|
|
|
|
|
by jeroenhd
358 days ago
|
|
You mean leave them off by default? Because that was what Windows did back in the day when the feature was introduced. I don't know why they lowered the retention limit from 90 days to 60 days but I'm guessing it has to do with reusing old windows bootloaders to bypass things like secure boot (again). Could also be to prevent issues where you install a new vulnerable bootloader blacklist into your motherboard and do a system restore which tries to load a vulnerable bootloader and leaves your system unbootable. Either way, in my experience Windows rarely kept over a month of system restore point anyway, as it keeps making new ones every time you install software (updates) or update your system. The default space assigned to the system drive has rarely been big enough to keep more than a week or so of system restore points for me. |
|
Windows Me. Why bring up an operating model from 24 years ago if people got used to a different one now, with SR on by default?

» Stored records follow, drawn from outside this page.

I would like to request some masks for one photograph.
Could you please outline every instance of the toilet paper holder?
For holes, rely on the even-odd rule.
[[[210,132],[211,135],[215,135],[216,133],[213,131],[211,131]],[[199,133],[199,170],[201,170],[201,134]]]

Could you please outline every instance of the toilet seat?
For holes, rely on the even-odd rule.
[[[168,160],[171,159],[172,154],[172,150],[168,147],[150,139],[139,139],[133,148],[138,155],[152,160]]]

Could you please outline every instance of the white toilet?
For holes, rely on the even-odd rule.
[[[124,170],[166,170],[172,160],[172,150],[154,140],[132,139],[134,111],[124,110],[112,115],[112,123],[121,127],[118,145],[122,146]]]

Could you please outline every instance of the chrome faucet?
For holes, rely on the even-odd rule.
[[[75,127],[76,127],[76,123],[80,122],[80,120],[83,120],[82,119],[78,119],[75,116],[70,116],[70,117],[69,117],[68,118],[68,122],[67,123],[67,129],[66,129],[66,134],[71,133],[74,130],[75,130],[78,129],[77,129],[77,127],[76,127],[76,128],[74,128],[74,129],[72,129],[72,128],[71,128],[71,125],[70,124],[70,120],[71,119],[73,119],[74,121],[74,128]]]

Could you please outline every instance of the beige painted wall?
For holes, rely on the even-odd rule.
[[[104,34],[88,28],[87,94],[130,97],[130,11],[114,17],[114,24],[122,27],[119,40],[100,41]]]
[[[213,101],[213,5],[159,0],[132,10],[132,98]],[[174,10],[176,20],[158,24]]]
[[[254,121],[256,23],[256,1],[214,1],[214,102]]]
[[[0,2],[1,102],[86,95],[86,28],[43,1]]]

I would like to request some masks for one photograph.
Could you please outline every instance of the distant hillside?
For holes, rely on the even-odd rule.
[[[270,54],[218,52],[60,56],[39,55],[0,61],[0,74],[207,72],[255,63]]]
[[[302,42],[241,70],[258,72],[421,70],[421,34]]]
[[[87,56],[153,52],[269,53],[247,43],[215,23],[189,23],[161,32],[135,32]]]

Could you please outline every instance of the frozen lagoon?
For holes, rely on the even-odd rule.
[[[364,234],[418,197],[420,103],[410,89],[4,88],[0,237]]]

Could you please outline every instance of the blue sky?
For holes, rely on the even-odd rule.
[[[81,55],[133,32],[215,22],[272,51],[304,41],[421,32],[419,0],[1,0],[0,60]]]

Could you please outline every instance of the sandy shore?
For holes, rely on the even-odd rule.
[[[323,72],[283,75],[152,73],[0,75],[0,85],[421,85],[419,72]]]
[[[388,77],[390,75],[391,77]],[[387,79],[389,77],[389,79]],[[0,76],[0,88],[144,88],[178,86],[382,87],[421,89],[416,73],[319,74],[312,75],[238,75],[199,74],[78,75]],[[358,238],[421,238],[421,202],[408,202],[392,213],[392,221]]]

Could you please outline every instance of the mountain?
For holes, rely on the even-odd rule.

60 days compared to the old 10-90 days doesn't sound too bad for most users, especially if it used to be "mostly 10 days". Probably every installer now creates a restore point quickly reaching the disk quota (used to be 10%).
Not sure why it's not configurable though. After all, it's local storage on my machine and my OS. So based on this alone a decision to enforce any deletion policy that the user can't control is MS being MS again.